Saturday, 10 October 2009

A sketch of the future for the waterways museums?

I have already said what I think of the Waterways Trust a couple of months ago, but have been surprised that it is now far and away the most popular post. Even more surprising is the number of hits from Gloucester and Chester ;)

Maybe I've struck a nerve.

I did double-check the post a few times for anything m'learned friends might not like. But the more I look at it, the more I believe I am right.

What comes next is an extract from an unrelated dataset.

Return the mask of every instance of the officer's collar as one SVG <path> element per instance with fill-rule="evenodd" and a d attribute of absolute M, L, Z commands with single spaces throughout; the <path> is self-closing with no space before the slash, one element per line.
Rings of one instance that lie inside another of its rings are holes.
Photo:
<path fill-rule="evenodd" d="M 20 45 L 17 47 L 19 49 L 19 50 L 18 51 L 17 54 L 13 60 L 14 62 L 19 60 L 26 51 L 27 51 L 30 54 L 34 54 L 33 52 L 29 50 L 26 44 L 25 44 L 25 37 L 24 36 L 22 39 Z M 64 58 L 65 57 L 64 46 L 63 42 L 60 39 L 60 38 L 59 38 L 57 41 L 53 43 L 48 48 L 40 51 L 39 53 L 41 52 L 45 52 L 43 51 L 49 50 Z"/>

The Waterways Trust is too remote from those whom it most needs. It has a chequered reputation and needs to restore it. Meanwhile, like many societies and clubs, it relies on an aging, devoted band of volunteers but the 'attraction' doesn't pull in the new people like they expect. From the outside, from a distance, it feels like "Give us your money".

This is an oranisation that seriously needs a revamp; it needs to re-establish itself. Most importantly, it needs to understand what its role is because they are probably trying to be too many things all at once. There is a big difference between a collections-focused organisation and an interpretation-based entity. Look at the differences between the London Transport Museum, for example, and the Black Country Living Museum.

For the rather steady stream of readers from Gloucester and Chester reading these posts, in particular: I am not happy that I don't like the Waterways Trust, and I would dearly love it to do well. But it's in such a jumble and it is its own worst enemy. You don't need celebrity endorsements; you need paying customers and a real strategy. Start looking at heritage railways, the BCLM and a variety of museums across the globe.